An intriguing script was written for the NBA Finals, with the Miami Heat filling the role of favorites as LeBron James chased his first championship.
But there was a twist in the end, and the superstar took a fall.
Before the Las Vegas sports books go quiet for the summer, the basketball season ended with a bang Sunday. The Dallas Mavericks upset the Heat 105-95 and won the championship for the underdogs and so-called Heat haters.
“It was no Super Bowl Sunday, but the ticket count was good, and the handle was good. The people showed up, and they bet,” said Jimmy Vaccaro, director of operations for Lucky’s sports books.
“Some people didn’t like the Heat because of the celebration thing. There was definitely a love-hate relationship.”
Last summer, when James ditched Cleveland to form a star-studded team in Miami, the Heat players partied and predicted they would win numerous titles.
Their celebration ignited a negative public reaction, but it all boosted interest in the NBA and the wagering aspect of it.
All along, the Mavericks flew under the radar. Dallas was posted as high as 32-1 odds to win the title two months into the season.
Miami was a minus-180 series favorite in the Finals and a 5-point favorite in Sunday’s Game 6.
“I know there were a lot of people rooting against the Heat,” Las Vegas Hilton sports book director Jay Kornegay said. “It’s really good to see those four guys for the Mavericks win a championship.”
Dirk Nowitzki, the Most Valuable Player of the Finals, won the first championship of his career, as did veterans Jason Kidd, Shawn Marion and Jason Terry.

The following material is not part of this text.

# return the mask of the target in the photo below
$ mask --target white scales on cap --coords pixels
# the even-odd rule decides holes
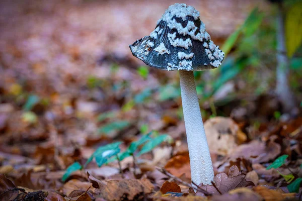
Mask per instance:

Vaccaro said he was pulling for the Mavericks because of their strong UNLV connections. Marion starred for the Rebels in the 1998-99 season, and Dallas assistant Tim Grgurich was a UNLV assistant coach from 1981 to 1992 and the Rebels’ head coach for seven games of the 1994-95 season.
“Not being a big NBA fan, I watched the entire game and enjoyed it,” Vaccaro said. “It was a good ending.”